Thanks Qunfuz for your insights into the Edinburgh Festival, and a nice description of A.C. Grayling. He has an article in the Guardian today. I really wonder what this guy's angle is, although I have my suspicions. His articles look less like academic opinion than 'black ops'. Today he is arguing that Miliband should be leader of the Labour party because (of all reasons):

"Atheist leaders are not going to think they are getting messages from Beyond telling them to go to war."

and this gem:

"Atheist leaders are more likely to take a literally down-to-earth view of the needs, interests and circumstances of people in the here and now"

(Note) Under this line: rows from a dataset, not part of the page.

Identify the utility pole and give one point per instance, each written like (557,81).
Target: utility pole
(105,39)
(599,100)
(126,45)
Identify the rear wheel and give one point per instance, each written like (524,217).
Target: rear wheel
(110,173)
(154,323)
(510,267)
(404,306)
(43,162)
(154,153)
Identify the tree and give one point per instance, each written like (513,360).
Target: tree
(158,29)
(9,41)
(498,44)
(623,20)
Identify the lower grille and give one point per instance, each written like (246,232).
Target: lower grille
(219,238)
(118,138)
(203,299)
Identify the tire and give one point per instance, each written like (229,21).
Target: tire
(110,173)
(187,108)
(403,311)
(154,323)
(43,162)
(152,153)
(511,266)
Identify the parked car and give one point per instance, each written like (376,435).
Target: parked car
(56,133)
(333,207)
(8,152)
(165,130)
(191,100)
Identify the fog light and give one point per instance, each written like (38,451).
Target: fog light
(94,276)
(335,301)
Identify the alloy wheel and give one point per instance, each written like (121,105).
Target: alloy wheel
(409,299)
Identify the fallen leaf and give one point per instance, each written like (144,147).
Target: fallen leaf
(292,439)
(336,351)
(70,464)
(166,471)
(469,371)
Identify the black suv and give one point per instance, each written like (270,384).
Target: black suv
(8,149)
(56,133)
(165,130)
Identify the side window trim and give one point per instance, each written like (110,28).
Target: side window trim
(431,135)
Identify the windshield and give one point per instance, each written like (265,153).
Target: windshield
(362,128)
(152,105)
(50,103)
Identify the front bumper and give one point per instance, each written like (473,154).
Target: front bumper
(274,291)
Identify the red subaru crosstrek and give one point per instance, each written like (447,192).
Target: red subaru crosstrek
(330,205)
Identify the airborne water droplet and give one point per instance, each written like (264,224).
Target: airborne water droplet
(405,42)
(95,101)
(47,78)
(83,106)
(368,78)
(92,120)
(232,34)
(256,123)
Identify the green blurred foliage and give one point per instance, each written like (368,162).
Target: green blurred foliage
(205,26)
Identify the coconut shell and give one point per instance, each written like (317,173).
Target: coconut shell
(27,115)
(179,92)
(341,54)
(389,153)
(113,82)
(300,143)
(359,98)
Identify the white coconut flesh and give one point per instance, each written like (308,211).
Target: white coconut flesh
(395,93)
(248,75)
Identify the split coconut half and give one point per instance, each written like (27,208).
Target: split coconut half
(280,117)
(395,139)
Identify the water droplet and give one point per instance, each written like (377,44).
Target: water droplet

How the unsavoury political interests of an atheist are somehow better than a 'believer' is beyond me. Anyone with a brain would understand that political decisions are made on out of interests in the real world. Religious rhetoric is typically just a smokescreen for this. Bush uses religion in the same way he uses mindless flag-waving patriotism. A.C.'s presentation of the case for 'atheism' is simplistic and tricky. Is this political player really taken seriously as a philosopher by anyone?